Consistent differences among species’ spectral signatures confirms that we can use hyperspectral data to discriminate among different fish species, as demonstrated with pacus and piranhas as a proof-of-concept. Species generally differed from one another in their spectral signatures in accordance with changes to either spectral shape and/or amplitude. The application of this method to different aspects of biodiversity and natural history research is considerable, as spectra can be used to: (1) rapidly assess lineage diversity along field transects, (2) act as a ‘first-pass’ screening method for new species delimitation, and as (3) a potential means for assessing species en masse, e.g., using remote sensing coupled with machine learning as a tool for better management of ornamental fish exportation. Moreover, since the basis of a lineage’s spectral signature relates to phenotypic aspects of scale morphology and pigmentation37,38,39,40,41, this method serves as rapid, morphology-based means of assessing biodiversity like how DNA barcoding complements other molecular methods in phylogenetics, population demography, and community ecology. With biodiversity losses at an all-time high, we believe that spectral characterization of distinct lineages will aid traditional morphological taxonomy and molecular methods of surveying biodiversity.

We also highlight differences in the spectra within lineages that may be of interest to taxonomists: Myloplus schomburgkii, for example, appears to harbor several distinct lineages that equate with different rivers across their large range.

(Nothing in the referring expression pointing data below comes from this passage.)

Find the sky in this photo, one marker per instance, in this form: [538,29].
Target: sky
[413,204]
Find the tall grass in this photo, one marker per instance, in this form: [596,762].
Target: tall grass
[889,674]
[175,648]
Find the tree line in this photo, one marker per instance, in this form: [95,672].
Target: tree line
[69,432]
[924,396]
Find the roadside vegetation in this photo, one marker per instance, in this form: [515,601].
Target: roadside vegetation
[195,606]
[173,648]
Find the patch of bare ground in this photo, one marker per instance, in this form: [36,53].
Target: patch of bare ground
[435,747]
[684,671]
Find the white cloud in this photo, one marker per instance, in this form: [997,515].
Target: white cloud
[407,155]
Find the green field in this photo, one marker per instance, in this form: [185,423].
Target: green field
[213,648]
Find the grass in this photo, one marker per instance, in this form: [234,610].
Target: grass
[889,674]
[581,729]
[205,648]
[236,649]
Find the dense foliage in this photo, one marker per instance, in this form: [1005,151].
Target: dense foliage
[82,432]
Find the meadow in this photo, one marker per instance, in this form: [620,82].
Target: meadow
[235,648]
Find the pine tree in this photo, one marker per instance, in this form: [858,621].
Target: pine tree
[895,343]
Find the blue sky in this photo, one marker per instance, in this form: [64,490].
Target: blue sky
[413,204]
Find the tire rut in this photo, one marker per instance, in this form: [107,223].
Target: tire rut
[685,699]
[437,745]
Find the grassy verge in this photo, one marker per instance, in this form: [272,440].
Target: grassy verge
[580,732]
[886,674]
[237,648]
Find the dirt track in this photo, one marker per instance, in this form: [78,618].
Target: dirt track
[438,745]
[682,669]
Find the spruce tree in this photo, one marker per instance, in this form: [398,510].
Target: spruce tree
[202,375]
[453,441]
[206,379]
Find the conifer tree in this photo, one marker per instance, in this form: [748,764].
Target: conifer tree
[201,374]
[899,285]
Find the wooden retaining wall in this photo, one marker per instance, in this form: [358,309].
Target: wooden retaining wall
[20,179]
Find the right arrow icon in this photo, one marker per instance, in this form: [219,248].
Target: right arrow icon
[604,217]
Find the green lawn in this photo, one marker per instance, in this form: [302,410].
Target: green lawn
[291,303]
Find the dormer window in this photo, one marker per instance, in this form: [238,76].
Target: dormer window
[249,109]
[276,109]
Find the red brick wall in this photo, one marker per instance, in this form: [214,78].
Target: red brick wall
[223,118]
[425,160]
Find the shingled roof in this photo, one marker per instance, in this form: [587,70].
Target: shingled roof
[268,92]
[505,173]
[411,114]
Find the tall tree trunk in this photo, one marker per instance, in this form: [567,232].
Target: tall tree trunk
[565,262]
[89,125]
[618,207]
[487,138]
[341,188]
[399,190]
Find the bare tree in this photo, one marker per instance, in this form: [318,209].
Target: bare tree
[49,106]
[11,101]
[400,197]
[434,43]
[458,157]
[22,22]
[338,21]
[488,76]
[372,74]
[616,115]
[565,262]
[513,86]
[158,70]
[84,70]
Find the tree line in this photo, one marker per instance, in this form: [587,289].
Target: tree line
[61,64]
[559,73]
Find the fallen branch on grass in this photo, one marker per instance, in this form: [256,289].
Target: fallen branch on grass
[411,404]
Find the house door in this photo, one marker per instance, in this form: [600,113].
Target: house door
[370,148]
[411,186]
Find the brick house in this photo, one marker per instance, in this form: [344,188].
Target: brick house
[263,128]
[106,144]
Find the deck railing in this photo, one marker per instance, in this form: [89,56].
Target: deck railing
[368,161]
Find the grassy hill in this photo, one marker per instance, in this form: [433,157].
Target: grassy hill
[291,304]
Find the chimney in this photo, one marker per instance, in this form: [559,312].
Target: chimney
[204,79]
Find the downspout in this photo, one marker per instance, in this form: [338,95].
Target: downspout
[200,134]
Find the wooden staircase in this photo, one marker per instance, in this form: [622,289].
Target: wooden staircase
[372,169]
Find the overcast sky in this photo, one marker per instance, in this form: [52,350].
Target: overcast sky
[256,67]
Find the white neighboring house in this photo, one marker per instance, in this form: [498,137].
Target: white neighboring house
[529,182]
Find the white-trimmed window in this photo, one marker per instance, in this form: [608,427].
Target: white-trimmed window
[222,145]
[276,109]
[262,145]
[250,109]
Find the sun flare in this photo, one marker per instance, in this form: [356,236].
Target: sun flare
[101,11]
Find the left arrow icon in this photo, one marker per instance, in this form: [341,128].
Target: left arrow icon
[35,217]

This correlates with observations on the ecological and phenotypic differences among populations of M. schomburgkii, as well as documented differences in the population genetics of this species complex42. In accordance with the findings of Machado et al.30, we document distinctive M. schomburgkii lineages from the Xingu River and Araguaia Rivers, which are in turn distinctive from an Orinoco/Guiana Shield lineage. This method’s ability to discriminate among juveniles and adults, as well as tease apart morphological patterns among species complexes, will aid taxonomic descriptions and re-appraisals in addressing ontogenetic changes within certain lineages, an issue that continues to plague morpho-taxonomy.

What defines the spectral signatures of a given species? It appears as if phylogenetic relatedness does not overtly contribute to spectral signature variation as much as physiological or ecological differences in habitat may; there are differing selective regimes acting on the visual ecology of fishes living in different microhabitats43 or in rivers with different water types: blackwater, whitewater, and clearwater (Figure S7). Convergence along biologically relevant regions of the visual light curve in different species suggests a burgeoning area of research for those interested in camouflage24,25, crypsis44, intra- and/or inter-specific signaling45,46. As such, we demonstrate that although individuals are near identical at distinct size classes for example, we see changes to the spectra of species as they navigate ontogeny (Fig. 6). It is difficult to distinguish among the sexes in many Neotropical fishes, but it is quite possible, especially given seasonal dimorphism in fishes like pacus47, that spectral signatures can be used to investigate visual evolution and signaling as they pertain to sexual selection in fishes.

We live in a time of biodiversity crisis, particularly when institutional funding for conservation and environmental sustainability are limited. Lean times require prioritization of resources and before anything else, an accurate, comprehensive catalog of our living resources48. One of the concerns with DNA barcoding technologies is that they can precipitate a scenario where biodiversity is quantified but never described (but see Packer et al.7). Measurement of spectral signatures offers a rapid, intuitive method for quantifying phenotypic diversity in the field or lab and furthers inclusivity, digitization, and coordination in natural history collections, and can help morphological taxonomists delineate cryptic lineages49,50,51,52. In particular, the spectra do not serve as an alternative to or discourage the collection of physical specimens, but instead should help clarify which specimens might be the most unique48. Considering that not all taxonomic efforts take place immediately after field expeditions, but in many cases, years or decades later when specimens are re-examined53; our next effort is to determine how the preservation process alters the spectral signature of specimens. Therefore, we propose that reconciling historical museum collections with cutting-edge remote sensing efforts will streamline and expand the international scientific community’s ability to assess biodiversity and prioritize taxonomic efforts along shorter timescales.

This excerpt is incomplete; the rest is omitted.